On February 2, Punxsutawney Phil (the groundhog) predicted six more weeks of winter. And, by gum, he was right! It's now six-and-a-half weeks later, and spring has sprung (at least in the northern hemisphere). Today the sun will appear to move north of the equator, where it will stay for the next six months. At the north pole, the sun is rising, and at the south pole, the sun is set (stranding scientists at the South Pole Station until their spring comes).
Tomorrow is the full moon. In the Christian tradition, the first Sunday following the first full moon of spring is the Easter holiday (which explains why Easter is so early this year -- the full moon comes only a day after the start of spring).
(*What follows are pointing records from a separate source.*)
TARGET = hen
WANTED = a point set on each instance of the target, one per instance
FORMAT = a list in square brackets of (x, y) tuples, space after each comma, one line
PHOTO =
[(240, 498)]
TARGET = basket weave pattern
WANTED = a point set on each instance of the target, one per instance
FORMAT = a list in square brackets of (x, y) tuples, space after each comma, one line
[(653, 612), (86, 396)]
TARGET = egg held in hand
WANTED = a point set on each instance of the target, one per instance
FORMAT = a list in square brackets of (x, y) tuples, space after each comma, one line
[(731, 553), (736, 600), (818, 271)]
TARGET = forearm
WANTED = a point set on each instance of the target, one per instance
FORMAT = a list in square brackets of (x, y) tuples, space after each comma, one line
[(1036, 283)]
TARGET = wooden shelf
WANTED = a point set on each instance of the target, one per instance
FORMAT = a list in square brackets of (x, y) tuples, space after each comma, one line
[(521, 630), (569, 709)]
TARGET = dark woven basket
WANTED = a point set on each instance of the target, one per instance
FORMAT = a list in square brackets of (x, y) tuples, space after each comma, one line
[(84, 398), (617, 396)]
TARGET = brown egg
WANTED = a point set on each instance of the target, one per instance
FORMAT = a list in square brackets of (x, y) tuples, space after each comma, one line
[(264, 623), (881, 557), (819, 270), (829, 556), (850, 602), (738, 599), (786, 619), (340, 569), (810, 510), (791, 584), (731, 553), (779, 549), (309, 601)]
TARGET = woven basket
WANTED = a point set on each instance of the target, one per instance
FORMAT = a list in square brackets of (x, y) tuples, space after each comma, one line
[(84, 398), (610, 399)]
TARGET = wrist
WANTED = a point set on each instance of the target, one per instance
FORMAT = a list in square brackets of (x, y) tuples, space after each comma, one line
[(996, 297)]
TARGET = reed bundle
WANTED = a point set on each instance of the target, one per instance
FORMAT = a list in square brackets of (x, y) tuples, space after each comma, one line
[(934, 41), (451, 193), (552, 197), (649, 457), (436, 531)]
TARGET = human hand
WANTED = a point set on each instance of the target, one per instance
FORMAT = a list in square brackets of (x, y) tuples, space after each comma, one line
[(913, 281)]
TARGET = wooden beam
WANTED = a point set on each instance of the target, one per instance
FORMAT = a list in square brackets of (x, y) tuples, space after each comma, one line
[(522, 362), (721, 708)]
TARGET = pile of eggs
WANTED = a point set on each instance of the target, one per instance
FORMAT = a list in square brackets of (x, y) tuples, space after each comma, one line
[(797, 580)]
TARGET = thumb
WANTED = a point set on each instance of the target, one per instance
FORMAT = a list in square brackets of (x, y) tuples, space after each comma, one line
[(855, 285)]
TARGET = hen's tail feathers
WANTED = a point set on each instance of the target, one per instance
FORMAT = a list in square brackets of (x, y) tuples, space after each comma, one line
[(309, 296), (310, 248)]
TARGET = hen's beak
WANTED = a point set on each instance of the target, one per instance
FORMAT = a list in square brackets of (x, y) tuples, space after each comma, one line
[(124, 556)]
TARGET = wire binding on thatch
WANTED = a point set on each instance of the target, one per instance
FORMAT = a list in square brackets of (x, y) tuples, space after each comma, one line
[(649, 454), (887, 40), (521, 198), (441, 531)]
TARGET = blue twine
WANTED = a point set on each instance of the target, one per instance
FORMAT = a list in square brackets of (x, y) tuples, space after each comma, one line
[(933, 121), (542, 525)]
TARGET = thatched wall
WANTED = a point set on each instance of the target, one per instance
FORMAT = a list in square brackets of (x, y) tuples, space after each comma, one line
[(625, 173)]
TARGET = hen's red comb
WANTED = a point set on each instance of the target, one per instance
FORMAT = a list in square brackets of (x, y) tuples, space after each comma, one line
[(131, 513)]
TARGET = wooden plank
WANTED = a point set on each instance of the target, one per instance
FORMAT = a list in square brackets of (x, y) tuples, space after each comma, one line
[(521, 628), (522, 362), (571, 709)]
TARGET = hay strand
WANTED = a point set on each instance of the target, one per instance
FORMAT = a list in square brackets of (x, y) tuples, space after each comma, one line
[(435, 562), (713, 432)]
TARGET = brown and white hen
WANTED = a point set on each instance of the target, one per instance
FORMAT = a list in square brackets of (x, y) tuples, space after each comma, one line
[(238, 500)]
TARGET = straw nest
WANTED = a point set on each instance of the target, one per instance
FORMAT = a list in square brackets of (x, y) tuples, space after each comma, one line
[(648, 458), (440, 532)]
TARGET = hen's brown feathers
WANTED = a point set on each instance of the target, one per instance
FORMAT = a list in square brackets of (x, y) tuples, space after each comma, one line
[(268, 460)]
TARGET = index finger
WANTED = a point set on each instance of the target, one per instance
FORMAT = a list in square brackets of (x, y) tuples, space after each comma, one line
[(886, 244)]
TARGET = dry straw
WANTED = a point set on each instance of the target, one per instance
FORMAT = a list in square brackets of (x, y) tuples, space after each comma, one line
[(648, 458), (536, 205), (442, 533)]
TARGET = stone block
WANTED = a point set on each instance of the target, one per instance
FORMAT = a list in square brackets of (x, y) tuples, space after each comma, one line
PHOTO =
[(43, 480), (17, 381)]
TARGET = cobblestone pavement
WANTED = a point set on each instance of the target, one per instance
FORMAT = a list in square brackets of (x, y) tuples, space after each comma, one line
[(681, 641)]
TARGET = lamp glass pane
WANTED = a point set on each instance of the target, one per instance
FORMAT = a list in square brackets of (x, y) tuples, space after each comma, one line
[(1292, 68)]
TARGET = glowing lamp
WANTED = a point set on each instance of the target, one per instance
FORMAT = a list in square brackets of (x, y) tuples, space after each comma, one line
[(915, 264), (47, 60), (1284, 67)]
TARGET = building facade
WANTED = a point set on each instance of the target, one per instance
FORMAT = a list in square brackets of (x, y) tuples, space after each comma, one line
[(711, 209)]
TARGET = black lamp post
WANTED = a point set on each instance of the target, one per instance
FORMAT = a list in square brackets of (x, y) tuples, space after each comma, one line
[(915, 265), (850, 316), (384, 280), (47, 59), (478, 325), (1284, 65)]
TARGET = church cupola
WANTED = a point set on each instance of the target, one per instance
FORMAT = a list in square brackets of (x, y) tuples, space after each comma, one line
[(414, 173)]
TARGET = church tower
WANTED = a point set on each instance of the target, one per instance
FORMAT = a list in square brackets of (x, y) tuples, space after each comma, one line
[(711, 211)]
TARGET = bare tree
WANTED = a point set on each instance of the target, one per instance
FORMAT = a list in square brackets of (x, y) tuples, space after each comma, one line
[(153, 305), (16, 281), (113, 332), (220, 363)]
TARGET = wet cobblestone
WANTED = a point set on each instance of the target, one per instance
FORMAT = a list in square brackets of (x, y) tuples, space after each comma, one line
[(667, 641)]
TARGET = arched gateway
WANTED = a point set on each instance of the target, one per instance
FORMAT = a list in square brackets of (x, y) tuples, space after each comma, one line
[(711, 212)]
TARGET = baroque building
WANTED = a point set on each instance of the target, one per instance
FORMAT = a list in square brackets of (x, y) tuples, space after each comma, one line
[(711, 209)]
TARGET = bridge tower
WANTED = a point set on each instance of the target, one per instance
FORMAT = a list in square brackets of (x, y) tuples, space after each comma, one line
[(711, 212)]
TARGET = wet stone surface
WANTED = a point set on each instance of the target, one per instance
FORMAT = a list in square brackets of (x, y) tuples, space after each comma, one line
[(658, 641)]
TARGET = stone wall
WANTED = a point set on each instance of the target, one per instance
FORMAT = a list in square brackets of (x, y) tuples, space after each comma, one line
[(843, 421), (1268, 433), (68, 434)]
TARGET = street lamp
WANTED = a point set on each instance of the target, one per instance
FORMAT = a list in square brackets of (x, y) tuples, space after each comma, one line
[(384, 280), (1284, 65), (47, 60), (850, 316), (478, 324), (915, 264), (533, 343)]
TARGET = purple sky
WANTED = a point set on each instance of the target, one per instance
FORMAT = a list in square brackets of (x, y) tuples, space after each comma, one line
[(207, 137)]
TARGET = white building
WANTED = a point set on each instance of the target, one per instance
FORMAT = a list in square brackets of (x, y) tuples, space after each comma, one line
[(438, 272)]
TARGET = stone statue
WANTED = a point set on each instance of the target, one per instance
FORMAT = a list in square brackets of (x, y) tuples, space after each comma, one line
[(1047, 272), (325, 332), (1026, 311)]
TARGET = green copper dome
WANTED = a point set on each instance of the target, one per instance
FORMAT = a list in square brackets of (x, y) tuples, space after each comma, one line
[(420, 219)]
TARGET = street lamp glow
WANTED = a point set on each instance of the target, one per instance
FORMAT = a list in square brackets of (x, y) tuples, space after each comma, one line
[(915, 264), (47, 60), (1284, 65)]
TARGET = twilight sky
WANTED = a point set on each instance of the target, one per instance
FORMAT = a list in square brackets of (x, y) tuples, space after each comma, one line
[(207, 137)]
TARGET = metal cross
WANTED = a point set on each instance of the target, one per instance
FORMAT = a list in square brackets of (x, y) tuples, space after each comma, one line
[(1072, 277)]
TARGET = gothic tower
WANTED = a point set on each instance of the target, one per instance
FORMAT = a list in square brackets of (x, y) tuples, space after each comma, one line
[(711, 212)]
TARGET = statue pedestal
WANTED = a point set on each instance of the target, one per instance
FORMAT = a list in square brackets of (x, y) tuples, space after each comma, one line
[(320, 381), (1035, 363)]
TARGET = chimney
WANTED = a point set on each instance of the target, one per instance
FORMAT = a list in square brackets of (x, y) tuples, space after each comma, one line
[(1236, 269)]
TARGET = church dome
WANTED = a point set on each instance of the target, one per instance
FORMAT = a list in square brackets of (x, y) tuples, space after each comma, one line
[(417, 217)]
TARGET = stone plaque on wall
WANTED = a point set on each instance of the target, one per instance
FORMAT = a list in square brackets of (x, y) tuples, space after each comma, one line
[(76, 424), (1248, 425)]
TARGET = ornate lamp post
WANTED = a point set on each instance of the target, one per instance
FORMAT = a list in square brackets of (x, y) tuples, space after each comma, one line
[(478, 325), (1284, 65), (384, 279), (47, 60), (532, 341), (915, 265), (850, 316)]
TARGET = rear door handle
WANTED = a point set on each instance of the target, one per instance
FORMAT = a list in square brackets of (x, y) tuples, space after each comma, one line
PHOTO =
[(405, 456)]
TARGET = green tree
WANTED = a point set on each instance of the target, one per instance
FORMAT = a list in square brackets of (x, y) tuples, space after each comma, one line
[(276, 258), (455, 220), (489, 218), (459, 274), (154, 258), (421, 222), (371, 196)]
The Easter holiday remains one of the western calendar's few remaining links to lunar calendars (calendars based on the moon's 29-day cycle through its phases). Lunar calendars are still in popular use throughout the world -- the Islamic calendar, Jewish calendar, and Chinese calendar (among numerous others) are all based primarily on the moon's phase. But since the moon's phases don't match up exactly with the solar year (the length of time it takes the Earth to orbit the sun once, and the basis of the Gregorian calendar we use in everyday life), lunar calendars are a bit odd to the uninitiated, requiring the occasional extra month or something similar to bring the two back in line.
Astronomer's observations are often based on the lunar cycle. The full moon is very bright -- you will notice that you can see fewer stars in the sky when the moon is almost full as opposed to when the moon is absent from the sky. The faintest stars are hidden by the moon's glare. Even with telescopes, the moon's glare hides fainter objects. So, when we ask for telescope time, we have to specify if we can do our science when the moon is bright.
When the moon is bright, astronomers tend to look at bright stars, because their light cuts through the moon's glare. More recently, astronomers also tend to use the full moon time to look at objects in infrared light. Although the moon is still very bright in the infrared, the sky itself is always glowing brightly in the infrared, and the moon's light doesn't add much to the overall glow. (There are also stories of infrared astronomers moving the telescope to their next target and finding the moon is in the way!) But those of us who just want to study faint stars or galaxies in visible light are out of luck near the full moon. So, even as the modern world steers further away from lunar calendars, observational astronomers still have to pay close attention to the phases of the moon.